This gives us an example that uses the Harrisburg stream gauge: '01570500'.

>>> import hydrofunctions as hf
>>> site = '01570500'
>>> harrisburg = hf.NWIS(site, 'iv', period='P10D')

>>> harrisburg
    USGS:01570500: Susquehanna River at Harrisburg, PA
        00045: <30 * Minutes> Precipitation, total, inches
        00060: <30 * Minutes> Discharge, cubic feet per second
        00065: <30 * Minutes> Gage height, feet
    Start: 2019-04-06 00:30:00+00:00
    End:   2019-04-15 23:00:00+00:00

The example requests the last 10 days of IV data, returning precipitation, discharge, and stage, each with 30 minute sampling.

As of a few days ago (as far as I can tell), if you do this request again, you'll also get some data that gets collected every 15 minutes, leading to an 'upsampling' warning.

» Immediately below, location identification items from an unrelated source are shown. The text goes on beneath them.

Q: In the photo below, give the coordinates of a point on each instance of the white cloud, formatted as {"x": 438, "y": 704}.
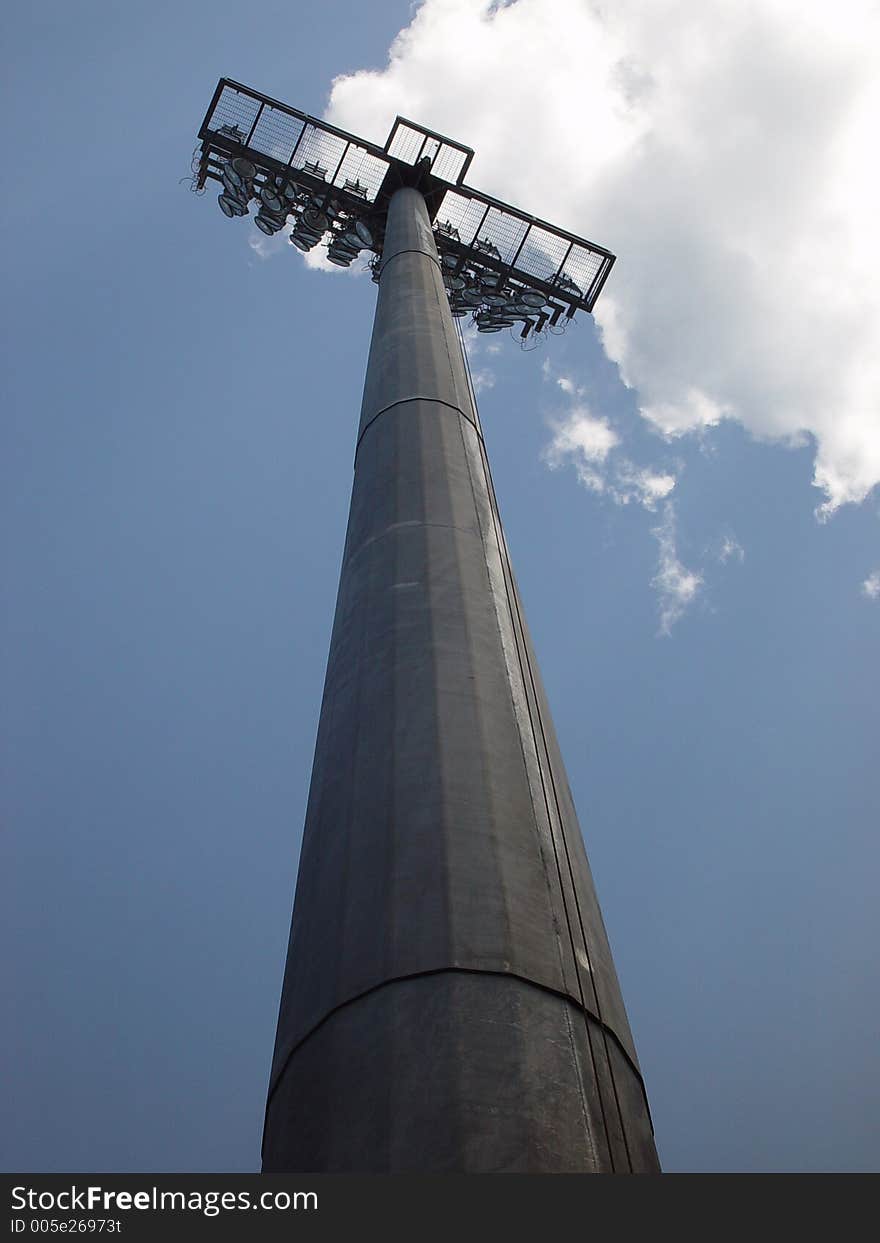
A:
{"x": 730, "y": 547}
{"x": 482, "y": 379}
{"x": 588, "y": 443}
{"x": 871, "y": 586}
{"x": 676, "y": 587}
{"x": 722, "y": 151}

One way to avoid this is to either use a different gauge in the example, or simply request data from a range of dates that only have the 30 minute data, like back in 2019 when the example was first run.

Two Possible Solutions:

  1. Have the example request data from a time period that returns a known set of data:
harrisburg = hf.NWIS(site, 'iv', start_date='2019-04-06', end_date='2019-04-15')
  1. Request data from a different site that is less likely to cause problems in the future:
  • It should collect every 15 minutes so that this problem is less likely to repeat
  • It should be from a site that is unlikely to be 'upgraded'... Karthaus? 01542500
>>> site = '01542500'
>>> karthaus = hf.NWIS(site, 'iv', period='P10D')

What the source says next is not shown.